米国の新興AI企業Anthropicが、中国のAI開発者コミュニティで急速に存在感を高めている。ある開発者は、主になOSやデバイスよりもAnthropicのAIモデルとの対話を優先すると語るほどだ。この「Anthropic熱」は、中国の汎用人工知能(AGI)業界全体に広がりつつある。
中国でOpenAIを凌ぐ注目度
中国のAI業界関係者が集まった最近の会議では、最も多く言及された企業はOpenAIではなくAnthropicだった。新華社通信などが報じたところによると、この会議でAnthropicと同社のAIモデル「Claude」に関する言及は合計で27回に上ったという。
一方、競合となるOpenAIと「GPT」は20回、Googleの「Gemini」は2回にとどまった。この数字は、中国の技術コミュニティにおいて、Anthropicへの関心が急速に高まっていることを明確に示している。
1億ドルのファンドでエコシステム構築へ
Anthropicは、ベンチャーキャピタルのMenlo Venturesと共同で、2024年7月に1億ドル(約150億円)規模の「Anthology Fund」を設立した。このファンドは、Anthropicの技術を基盤とする世界のAIスタートアップを支援することを目的としている。
Menlo Venturesのパートナー、マット・マーフィー氏は、この構想がAppleとKleiner Perkinsが設立した「iFund」に着想を得たと説明する。

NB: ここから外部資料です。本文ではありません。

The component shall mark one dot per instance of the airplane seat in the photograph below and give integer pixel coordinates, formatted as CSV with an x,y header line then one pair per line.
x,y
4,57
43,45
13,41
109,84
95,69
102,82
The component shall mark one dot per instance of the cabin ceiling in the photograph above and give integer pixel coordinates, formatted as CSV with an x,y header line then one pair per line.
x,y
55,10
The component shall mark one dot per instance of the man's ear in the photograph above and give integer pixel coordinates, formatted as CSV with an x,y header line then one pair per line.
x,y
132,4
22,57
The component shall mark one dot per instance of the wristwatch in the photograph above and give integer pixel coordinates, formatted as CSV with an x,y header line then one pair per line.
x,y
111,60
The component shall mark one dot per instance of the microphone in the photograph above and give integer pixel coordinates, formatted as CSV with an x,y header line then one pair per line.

iFundは、iOSアプリ開発者を支援し、巨大なエコシステムを築く上で重要な役割を果たした。
この動きは、Anthropicが自社のAIモデルを、iOSやAndroidに続く次世代の基盤プラットフォームへと成長させる野心を持っていることを示唆している。
日本の関連性
Anthropicが中国AI開発者会議でOpenAIを上回る27回の言及を得た事実は、日本企業にとって中国市場におけるAI戦略の再考を迫る。これまで中国進出の足がかりとしてOpenAIのGPTモデル活用を検討してきた日本企業は、AnthropicのClaudeが中国市場で急速に支持を集めている現状を無視できない。例えば、中国の消費者向けサービスを展開する日本企業は、Anthropicの技術が提供する対話型AIの精度や倫理的配慮が、中国ユーザーの嗜好に合致している可能性を探るべきだ。

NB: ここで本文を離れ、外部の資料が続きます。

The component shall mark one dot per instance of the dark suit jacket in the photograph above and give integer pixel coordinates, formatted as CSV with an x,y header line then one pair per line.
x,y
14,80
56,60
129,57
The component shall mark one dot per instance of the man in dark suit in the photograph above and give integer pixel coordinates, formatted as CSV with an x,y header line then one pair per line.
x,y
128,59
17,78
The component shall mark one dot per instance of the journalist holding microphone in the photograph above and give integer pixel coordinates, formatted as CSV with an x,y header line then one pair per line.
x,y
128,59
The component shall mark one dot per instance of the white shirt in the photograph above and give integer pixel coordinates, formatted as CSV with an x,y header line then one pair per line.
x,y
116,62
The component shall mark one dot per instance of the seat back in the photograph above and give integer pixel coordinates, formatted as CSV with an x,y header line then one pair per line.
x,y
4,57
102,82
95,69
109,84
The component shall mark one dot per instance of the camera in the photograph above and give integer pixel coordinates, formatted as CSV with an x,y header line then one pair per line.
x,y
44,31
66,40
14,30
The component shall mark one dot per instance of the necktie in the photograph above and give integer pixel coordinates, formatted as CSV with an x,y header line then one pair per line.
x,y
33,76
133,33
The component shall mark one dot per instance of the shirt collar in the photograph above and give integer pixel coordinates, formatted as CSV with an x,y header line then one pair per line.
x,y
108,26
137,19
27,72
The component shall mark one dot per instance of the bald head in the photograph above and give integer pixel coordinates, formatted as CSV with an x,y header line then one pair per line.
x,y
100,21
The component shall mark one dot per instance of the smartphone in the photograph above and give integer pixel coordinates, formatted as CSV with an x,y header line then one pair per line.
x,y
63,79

また、AnthropicがMenlo Venturesと共同で設立した1億ドル規模の「Anthology Fund」は、中国のAIスタートアップエコシステムに新たな資金と技術的支援をもたらす。これは、中国市場におけるAI技術の進化を加速させ、競争環境を一層激化させることを意味する。日本の製造業や金融業が中国拠点でAI導入を検討する際、Anthropicのエコシステムから生まれる新たなソリューションや競合の台頭を考慮に入れる必要がある。特に、Anthropicが「iOSやAndroidに続く次世代の基盤プラットフォーム」を目指すという野心は、将来的に中国で展開されるあらゆるデジタルサービスにClaudeが深く組み込まれる可能性を示唆しており、日本企業は自社製品・サービスの中国市場での互換性や連携戦略を早期に検討すべきだ。